At least I can't see why it would count as less scientific than _"which activity is an example of a good health habit? (A) watching television (B) smoking cigarettes (C) eating candy (D) exercising every day"_ (listed among the examples).
I'm not convinced that it's doing any better than just doing keyword searches for question and answer terms and taking the answer with the highest match percentage.
Yeah, I'm pretty sure you're right. I've asked a dozen or so questions, of for every one of them I've gotten an answer that seems related to to the words in the question, but not in any logical way:
Q: What's the difference between a proton and a neutron?
A: Atoms are made of protons, neutrons, and electrons.
Q: What trajectory do planetary orbits follow?

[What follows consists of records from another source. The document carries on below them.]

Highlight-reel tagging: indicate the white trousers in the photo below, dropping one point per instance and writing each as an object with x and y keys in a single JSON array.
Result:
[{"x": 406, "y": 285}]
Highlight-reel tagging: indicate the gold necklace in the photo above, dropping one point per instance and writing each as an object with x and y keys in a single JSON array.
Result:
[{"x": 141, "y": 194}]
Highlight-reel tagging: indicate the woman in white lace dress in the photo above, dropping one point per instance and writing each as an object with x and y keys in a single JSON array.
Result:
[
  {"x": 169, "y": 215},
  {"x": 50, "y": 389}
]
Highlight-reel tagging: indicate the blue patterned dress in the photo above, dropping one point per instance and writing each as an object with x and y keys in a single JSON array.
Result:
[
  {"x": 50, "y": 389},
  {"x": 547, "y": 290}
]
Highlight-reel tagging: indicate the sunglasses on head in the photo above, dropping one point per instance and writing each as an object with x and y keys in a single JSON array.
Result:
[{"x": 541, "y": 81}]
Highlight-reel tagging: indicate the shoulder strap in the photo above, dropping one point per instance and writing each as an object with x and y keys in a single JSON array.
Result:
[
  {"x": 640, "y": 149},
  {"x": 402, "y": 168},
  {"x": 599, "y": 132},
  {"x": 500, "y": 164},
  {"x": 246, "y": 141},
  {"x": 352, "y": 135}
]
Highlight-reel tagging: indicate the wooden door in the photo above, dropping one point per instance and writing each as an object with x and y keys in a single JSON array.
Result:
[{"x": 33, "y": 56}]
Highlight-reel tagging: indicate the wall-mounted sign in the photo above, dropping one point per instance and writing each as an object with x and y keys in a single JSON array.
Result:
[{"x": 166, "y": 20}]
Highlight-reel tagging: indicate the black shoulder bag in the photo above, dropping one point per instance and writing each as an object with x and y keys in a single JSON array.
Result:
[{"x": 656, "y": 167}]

A: Kepler's laws of planetary motion describe the orbits of objects about the Sun.
Q: How do you measure the charge of an electron?
A: Electrons have negative charge.
Q: What conservation law is the result of the time invariance of physics?
A: As a result, the law of conservation of energy has been changed into the Law of Conservation of Matter and Energy.
None with high confidence of course, but it gives you a sense of roughly the sort of 'reasoning' this thing is doing.
Indeed, I did several questions all intended to be simple variations of the main examples. It did not give a coherent-sounding to any of them.
But it looks like responds to the example with full paragraphs. Maybe it's real but coherent 10% of the time and they recorded the questions that yield coherent answers.
I think I'm gonna need to see a proof that the approximation series converges, and doesn't just wander the phase space forever, before I accept that premise.
> Which race is superior (A) white (B) black?
> Aristo's Answer: (A) white
> Confidence: 76.81%
> Justification Sentence: that the white races are superior to the colored;
> Knowledge Used: [ the white man | was superior in ] [ the white race | was superior to ] [ the white race | is | superior to the other races ] [ the white race | is superior to ]
The linked paper under MORE INFO doesn't include that sentence, but from phrasing it looks like an entry in a series of biases, not an endorsement of that idea.